Stony the Road by Henry Louis Gates, Jr.
296 pages / History / 4 out of 5 stars
The Templars: The Rise and Spectacular Fall of God’s Holy Warriors by Dan Jones
448 pages / Medieval History / 4 out of 5 unholy holy wars
Medieval history is one of my special interests that I’ve been neglecting for the last few years, so it was refreshing to dive back into with this book. The Templar Knights were founded as a religious order of knights who could protect pilgrims traveling to and from the Holy Land (Jerusalem). They answered only to the pope and during the crusades, amassed so much land and wealth that many countries began to view them with suspicion. Many people today still like to imagine them as some sort of secret society.
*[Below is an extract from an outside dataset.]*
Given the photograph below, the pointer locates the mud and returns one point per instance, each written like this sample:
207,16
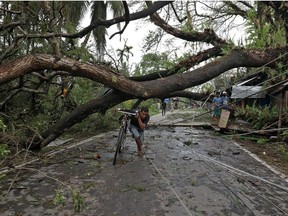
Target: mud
185,171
This book was a good comprehensive look at their history and fate.
The Story of Egypt: The Civilization that Shaped the World by Joann Fletcher
496 pages / History / 3 out 5 missing sphinx noses
I’m a big history fan, and I find the histories of ancient civilizations particularly fascinating, but this one didn’t really do it for me. I understand that there was a lot of ground to cover, but this book kind of ended up being a comprehensive list of all known Egyptian rulers with one or two anecdotes for each. It didn’t really do much to deepen or expand my understanding of Egyptian history. I just know that there was some.